How To Use Data Engineering Projects To Push Your Skills To The Next Level

Bob Wakefield
Data Driven Perspectives
6 min readFeb 12, 2022

--

These days it seems like every online coding class has “real world” projects for you to complete. The projects that I have seen that are available are not impressive by my standards.

When I created Fundamentals Of Database Programming, I wanted to make sure I didn’t create the standard substandard projects that other instructors were giving their students.

Those of you who continue to profess a belief in Udemy will receive the standard substandard training, which will result in your eventual elimination.

In my opinion, as a data engineering apprentice, having projects that mirror the real world is critical to your professional development. This is especially true if you haven’t landed work yet.

There might be a gap between when you finish training and when you’re hired. Use this period to expand on the information you learned in class.

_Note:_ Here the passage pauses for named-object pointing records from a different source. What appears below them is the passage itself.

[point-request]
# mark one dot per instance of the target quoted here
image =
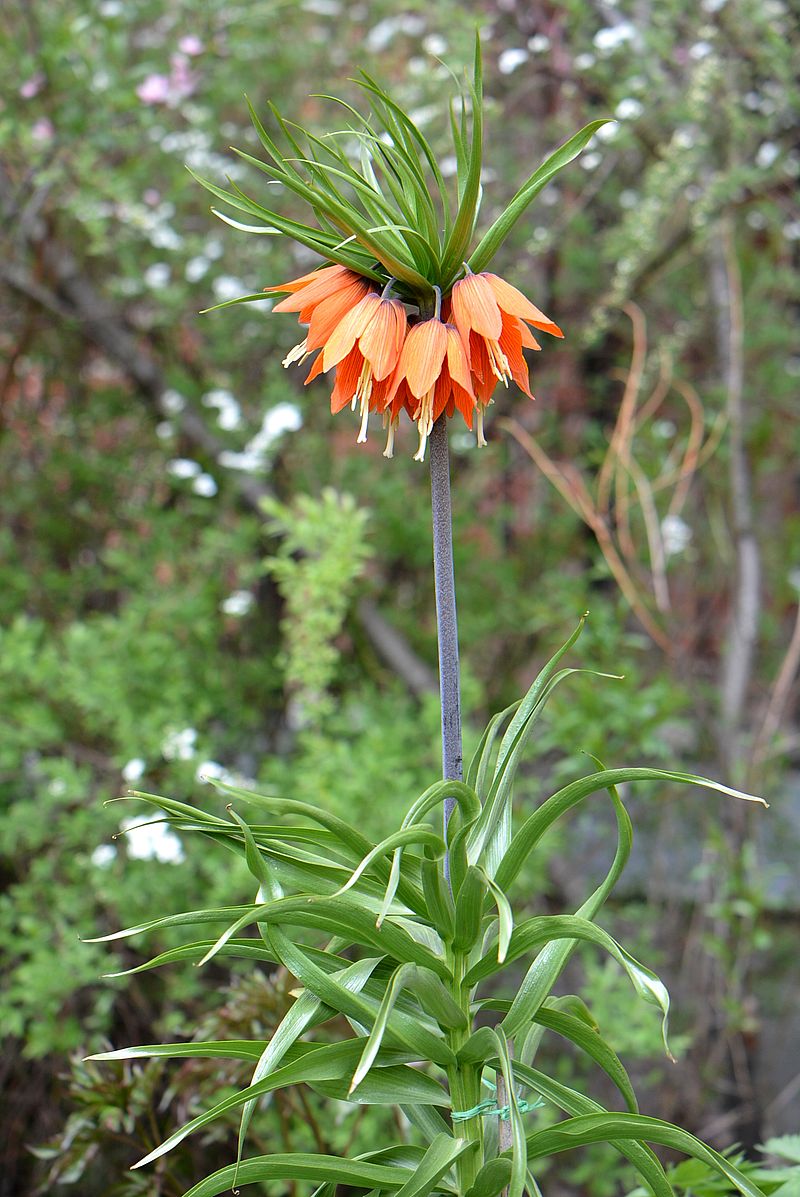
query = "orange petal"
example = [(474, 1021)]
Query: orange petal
[(380, 394), (528, 339), (465, 402), (510, 344), (347, 374), (329, 313), (458, 365), (311, 277), (422, 356), (349, 329), (315, 371), (320, 289), (516, 304), (382, 340), (474, 307), (401, 400)]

Projects should come AFTER you have completed the class. You’re not even allowed access to my projects until you have completed the class and demonstrated mastery of the material.

My goal is to produce fully qualified entry level data engineers. Project work is part of that educational process. All throughout DENG 100, I teach from the perspective of the real world. However, most of the early homework is simplistic as it should be. Even the later more challenging work is often done in a perfectly clean environment and queries are written in isolation independent of larger systems which is certainly not real world. However, I do these things for pedagogical reasons and make the appropriate tradeoffs between real world scenarios and practical teaching tool.

However, in the real world, data is messy. Environments are messy. You’re not going to get a lot of direction on projects because you’re a fully qualified data engineering professional. You’ll be expected to use your skills and intelligence to synthesize solutions in uncertain environments. That’s the job. My projects reflect this reality.

My projects, which I call data engineering challenges, have the following characteristics:

1. They are literally real world. It’s either a replicated version of something I’ve built for a client or part of a project I’m currently working on. The really interesting ones are projects that are problems that I haven’t cracked.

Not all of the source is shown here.